Para marcar las diferencias, el diputado nacional rememoró que "cuando Néstor Kirchner negoció con los acreedores la salida del default, ofreció 35 centavos por cada dólar", pero el juez Thomas Griesa pretende que la Argentina "pague 4 dólares por cada dólar".
Thomas Griesa, el juez que interviene en el conflicto con los holdouts
Si se cumpliera la resolución del magistrado, explicó Kicillof, los holdouts "obtendrían una ganancia del 1600%" sobre el dinero que pusieron. En tanto que "con el descuento que ofrece el gobierno de Macri se reduciría a ... ¡1200 por ciento! Un disparate", sentenció el ex ministro.
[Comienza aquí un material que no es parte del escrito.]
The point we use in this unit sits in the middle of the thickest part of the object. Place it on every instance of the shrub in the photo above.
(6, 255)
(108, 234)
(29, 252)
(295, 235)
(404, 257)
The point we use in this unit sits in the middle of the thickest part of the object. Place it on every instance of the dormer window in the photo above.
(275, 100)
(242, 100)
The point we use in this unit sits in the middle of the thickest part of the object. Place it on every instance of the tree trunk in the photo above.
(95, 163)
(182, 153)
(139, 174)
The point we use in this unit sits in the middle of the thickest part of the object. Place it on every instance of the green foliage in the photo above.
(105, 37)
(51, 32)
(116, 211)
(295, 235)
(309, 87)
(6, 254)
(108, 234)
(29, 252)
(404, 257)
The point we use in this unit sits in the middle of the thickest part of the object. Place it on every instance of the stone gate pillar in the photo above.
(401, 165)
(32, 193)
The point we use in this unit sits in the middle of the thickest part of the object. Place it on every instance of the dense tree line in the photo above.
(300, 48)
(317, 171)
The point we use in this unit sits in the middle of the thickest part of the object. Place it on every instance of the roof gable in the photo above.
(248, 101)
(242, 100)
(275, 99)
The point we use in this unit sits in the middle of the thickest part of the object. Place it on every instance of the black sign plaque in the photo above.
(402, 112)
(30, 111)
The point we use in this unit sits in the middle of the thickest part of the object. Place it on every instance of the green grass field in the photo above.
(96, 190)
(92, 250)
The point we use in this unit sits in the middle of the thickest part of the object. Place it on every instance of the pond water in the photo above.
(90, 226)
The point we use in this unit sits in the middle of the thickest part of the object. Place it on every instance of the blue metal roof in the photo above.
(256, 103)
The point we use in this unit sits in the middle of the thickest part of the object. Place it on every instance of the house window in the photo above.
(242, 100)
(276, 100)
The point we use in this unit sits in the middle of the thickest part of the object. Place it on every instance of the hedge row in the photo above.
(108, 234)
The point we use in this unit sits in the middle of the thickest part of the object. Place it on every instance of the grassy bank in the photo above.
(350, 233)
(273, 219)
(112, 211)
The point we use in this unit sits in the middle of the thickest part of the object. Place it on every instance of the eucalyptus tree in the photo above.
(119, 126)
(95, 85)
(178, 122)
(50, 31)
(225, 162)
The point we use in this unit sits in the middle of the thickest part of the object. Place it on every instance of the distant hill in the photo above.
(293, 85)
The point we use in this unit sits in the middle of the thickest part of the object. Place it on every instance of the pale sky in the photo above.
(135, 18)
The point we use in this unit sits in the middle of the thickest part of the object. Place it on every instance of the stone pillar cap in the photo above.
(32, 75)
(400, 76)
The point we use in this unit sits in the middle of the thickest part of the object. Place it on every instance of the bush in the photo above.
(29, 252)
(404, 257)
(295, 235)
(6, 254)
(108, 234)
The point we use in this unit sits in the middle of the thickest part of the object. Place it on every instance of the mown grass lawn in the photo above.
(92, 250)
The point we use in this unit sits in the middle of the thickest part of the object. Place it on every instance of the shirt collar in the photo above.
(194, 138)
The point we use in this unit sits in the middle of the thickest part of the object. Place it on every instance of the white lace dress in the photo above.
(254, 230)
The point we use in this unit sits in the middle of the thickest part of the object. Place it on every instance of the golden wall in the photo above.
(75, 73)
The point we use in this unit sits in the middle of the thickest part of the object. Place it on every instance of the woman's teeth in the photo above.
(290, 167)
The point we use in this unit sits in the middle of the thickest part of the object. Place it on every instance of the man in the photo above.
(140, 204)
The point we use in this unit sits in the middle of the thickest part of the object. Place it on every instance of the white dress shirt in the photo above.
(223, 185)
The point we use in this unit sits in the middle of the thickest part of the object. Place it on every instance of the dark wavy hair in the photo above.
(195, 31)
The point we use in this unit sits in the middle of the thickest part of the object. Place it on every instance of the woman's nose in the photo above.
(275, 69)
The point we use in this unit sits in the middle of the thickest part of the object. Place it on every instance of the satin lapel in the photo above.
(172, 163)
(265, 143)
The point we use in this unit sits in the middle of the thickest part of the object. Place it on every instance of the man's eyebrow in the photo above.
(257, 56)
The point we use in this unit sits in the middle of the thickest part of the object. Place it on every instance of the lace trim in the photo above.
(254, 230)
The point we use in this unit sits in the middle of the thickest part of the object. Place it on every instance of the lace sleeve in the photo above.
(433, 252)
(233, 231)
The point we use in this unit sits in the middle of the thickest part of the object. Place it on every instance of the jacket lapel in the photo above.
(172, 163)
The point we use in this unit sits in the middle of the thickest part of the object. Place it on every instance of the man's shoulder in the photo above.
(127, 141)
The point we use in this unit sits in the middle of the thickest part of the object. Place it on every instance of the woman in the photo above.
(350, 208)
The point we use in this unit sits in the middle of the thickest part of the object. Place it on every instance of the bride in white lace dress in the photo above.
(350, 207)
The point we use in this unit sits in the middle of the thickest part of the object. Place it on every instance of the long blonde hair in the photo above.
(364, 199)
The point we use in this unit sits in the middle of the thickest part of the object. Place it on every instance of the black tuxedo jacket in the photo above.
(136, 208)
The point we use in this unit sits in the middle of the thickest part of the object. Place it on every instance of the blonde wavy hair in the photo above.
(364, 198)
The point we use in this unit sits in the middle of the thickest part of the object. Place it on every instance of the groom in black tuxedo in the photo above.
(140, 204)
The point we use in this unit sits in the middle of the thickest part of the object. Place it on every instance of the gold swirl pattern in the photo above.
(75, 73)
"En síntesis -continuó el legislador- con la propuesta de Macri, los buitres cobrarían 6500 millones cuando apostaron cerca de 500 millones, es decir, 3 dólares por cada dólar. Como se ve, no se está pagando por el juicio del siglo sino que el gobierno de Macri estaría convalidando la estafa del siglo".
"Con esta oferta, el gobierno de Macri estaría convalidando la estafa del siglo"
En ese sentido, Kicillof remarcó que "si ahora Argentina levanta la ley cerrojo y le paga a los buitres lo que piden con un módico descuento, no sería para nada extraño que en breve aparezcan bonistas (del 93% que aceptó una quita del 65%) que reclamen el mismo tratamiento que recibieron los buitres", con el amparo legal de "un juez con mejor criterio que Griesa".
El ex ministro de Economía consideró oportuno "citar la opinión de un 'experto' que en 2013 presentó un escrito como amicus curiae" apoyando a Argentina ante la Justicia norteamericana y "contra el fallo de Griesa".
"El autor del facsímil no es otro que el actual ministro de Hacienda, Alfonso Prat Gay, que criticaba cualquier arreglo que reconozca para los buitres más que lo que recibieron los acreedores reestructurados.
Aunque hoy sostenga lo contrario, tenía razón: pagar de más no es
justo, pero tampoco es conveniente y además es extremadamente riesgoso",
remató.
"Antes Prat Gay rechazaba cualquier acuerdo que reconozca a los buitres más que a los acreedores reestructurados"
Finalmente
Kicillof cerró su escrito con una filosa ironía, que fue como
contragolpe a la permanente alusión que el macrismo hace del legado
kirchnerista para justificar algunos males de la actualidad.
Para
el diputado nacional, el apuro del gobierno nacional para negociar con
los bonistas "proviene de un motivo mucho más profundo y también mucho
más peligroso: el plan de Macri parece ser endeudar nuevamente al país".
"Tomar deuda es hoy posible, precisamente, porque después de 12 años de esfuerzo Argentina está desendeudada. Con
trabajo, con industria, con crecimiento, con inclusión y sin deuda.
Mantener esos derechos parece ser para algunos una pesada herencia", concluyó.